Smoking Level Per Day | African American | Native Hawaiian | Latino | Japanese Americans | White | TOTALS |
---|---|---|---|---|---|---|
1-10 | ||||||
11-20 | ||||||
21-30 | ||||||
31+ | ||||||
TOTALS |
Answer
Smoking Level Per Day | African American | Native Hawaiian | Latino | Japanese Americans | White | Totals |
---|---|---|---|---|---|---|
1-10 | 9,886 | 2,745 | 12,831 | 8,378 | 7,650 | 41,490 |
11-20 | 6,514 | 3,062 | 4,932 | 10,680 | 9,877 | 35,065 |
21-30 | 1,671 | 1,419 | 1,406 | 4,715 | 6,062 | 15,273 |
31+ | 759 | 788 | 800 | 2,305 | 3,970 | 8,622 |
Totals | 18,830 | 8,014 | 19,969 | 26,078 | 27,559 | 10,0450 |
State the hypotheses.
- \(H_{0}\): _______
- \(H_{a}\): _______
Enter expected values in Table. Round to two decimal places.

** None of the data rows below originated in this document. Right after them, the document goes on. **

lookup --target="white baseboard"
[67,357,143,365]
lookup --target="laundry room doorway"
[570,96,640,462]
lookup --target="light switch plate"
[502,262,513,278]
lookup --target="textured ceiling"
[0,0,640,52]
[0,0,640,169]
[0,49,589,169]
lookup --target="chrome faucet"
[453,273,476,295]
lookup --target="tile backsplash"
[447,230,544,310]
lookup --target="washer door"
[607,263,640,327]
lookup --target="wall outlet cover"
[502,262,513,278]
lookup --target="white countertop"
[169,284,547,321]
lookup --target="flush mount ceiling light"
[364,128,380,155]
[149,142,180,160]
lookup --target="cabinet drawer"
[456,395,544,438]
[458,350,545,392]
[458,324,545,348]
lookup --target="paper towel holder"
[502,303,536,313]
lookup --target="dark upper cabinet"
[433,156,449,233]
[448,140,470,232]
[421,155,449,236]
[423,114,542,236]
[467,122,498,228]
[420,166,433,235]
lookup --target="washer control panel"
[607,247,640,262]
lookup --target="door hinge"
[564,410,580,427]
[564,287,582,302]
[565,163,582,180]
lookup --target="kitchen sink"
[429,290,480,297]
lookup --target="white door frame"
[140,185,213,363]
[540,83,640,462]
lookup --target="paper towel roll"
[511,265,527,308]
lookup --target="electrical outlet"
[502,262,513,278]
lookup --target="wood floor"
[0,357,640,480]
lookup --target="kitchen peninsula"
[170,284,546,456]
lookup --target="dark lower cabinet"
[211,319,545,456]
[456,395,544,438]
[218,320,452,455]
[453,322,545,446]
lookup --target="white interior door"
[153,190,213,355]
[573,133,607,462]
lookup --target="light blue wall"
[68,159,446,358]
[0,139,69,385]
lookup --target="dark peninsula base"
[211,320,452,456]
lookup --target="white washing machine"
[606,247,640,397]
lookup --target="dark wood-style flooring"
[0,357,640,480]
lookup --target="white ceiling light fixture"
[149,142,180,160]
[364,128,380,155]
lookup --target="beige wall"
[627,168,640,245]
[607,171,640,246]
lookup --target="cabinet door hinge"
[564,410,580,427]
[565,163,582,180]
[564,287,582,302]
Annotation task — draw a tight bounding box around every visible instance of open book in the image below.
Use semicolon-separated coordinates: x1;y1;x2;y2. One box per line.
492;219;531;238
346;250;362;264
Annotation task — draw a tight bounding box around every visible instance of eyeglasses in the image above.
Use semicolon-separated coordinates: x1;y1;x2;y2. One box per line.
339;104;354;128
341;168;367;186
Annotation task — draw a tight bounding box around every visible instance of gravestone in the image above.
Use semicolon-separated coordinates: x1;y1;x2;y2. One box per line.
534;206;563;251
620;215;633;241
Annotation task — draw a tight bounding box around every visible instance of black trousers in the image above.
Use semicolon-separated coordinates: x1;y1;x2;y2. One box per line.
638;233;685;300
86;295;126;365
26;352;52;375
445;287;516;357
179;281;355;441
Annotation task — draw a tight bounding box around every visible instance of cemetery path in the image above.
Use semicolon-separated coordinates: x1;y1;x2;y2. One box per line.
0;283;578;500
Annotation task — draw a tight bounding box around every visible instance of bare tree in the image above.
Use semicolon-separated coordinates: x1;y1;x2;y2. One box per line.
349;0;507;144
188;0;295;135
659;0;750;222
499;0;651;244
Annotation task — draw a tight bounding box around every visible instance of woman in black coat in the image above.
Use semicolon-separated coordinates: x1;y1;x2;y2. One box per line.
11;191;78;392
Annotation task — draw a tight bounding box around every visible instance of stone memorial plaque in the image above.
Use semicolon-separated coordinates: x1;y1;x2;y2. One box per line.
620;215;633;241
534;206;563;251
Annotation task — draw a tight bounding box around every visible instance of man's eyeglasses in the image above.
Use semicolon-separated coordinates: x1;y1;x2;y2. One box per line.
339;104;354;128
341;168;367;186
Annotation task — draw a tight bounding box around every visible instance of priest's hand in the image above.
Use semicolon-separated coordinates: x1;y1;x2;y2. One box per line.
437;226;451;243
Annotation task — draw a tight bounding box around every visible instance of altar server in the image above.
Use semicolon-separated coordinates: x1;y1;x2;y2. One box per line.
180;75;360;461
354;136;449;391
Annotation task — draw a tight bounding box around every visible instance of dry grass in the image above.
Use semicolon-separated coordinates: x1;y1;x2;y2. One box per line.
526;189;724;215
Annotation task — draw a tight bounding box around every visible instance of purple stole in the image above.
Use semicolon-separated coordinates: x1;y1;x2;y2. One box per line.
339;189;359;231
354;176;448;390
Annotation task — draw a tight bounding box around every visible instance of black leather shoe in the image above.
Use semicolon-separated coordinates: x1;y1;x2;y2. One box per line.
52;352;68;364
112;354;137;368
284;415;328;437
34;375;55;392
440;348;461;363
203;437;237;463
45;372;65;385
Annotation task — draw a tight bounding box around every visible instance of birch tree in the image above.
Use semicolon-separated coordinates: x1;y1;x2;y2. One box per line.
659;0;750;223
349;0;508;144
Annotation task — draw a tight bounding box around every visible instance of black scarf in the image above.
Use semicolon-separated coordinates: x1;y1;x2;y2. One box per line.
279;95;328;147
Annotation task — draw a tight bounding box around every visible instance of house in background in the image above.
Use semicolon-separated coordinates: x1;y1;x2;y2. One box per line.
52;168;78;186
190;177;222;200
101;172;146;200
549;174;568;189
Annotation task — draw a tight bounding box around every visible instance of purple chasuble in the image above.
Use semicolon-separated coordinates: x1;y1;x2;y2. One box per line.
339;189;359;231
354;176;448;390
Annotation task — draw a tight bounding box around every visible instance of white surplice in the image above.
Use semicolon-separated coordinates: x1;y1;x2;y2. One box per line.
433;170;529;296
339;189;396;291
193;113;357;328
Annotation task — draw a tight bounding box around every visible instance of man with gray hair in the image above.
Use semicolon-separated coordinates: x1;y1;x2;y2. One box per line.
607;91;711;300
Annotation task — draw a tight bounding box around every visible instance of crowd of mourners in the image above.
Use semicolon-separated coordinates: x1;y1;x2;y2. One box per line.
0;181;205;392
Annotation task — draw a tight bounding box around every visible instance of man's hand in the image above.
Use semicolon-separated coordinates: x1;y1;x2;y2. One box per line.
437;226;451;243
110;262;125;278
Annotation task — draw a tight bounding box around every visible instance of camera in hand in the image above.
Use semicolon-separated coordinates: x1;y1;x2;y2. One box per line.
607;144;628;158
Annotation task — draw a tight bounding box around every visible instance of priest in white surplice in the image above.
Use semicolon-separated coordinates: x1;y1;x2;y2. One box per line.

Calculate the following values:
Answer
Smoking Level Per Day | African American | Native Hawaiian | Latino | Japanese Americans | White |
---|---|---|---|---|---|
1-10 | 7777.57 | 3310.11 | 8248.02 | 10771.29 | 11383.01 |
11-20 | 6573.16 | 2797.52 | 6970.76 | 9103.29 | 9620.27 |
21-30 | 2863.02 | 1218.49 | 3036.20 | 3965.05 | 4190.23 |
31+ | 1616.25 | 687.87 | 1714.01 | 2238.37 | 2365.49 |
\(df =\) _______
\(\chi^{2} \text{test statistic} =\) ______
Answer
10,301.8
\(p\text{-value} =\) ______
Is this a right-tailed, left-tailed, or two-tailed test? Explain why.
Answer
right
Graph the situation. Label and scale the horizontal axis. Mark the mean and test statistic. Shade in the region corresponding to the \(p\text{-value}\).

State the decision and conclusion (in a complete sentence) for the following preconceived levels of \(\alpha\).
\(\alpha = 0.05\)
- Decision: ___________________
- Reason for the decision: ___________________
- Conclusion (write out in a complete sentence): ___________________
Answer
- Reject the null hypothesis.
- \(p\text{-value} < \alpha\)
- There is sufficient evidence to conclude that smoking level is dependent on ethnic group.
\(\alpha = 0.05\)
- Decision: ___________________
- Reason for the decision: ___________________
- Conclusion (write out in a complete sentence): ___________________
Glossary
- Contingency Table
- a table that displays sample values for two different factors that may be dependent or contingent on one another; it facilitates determining conditional probabilities.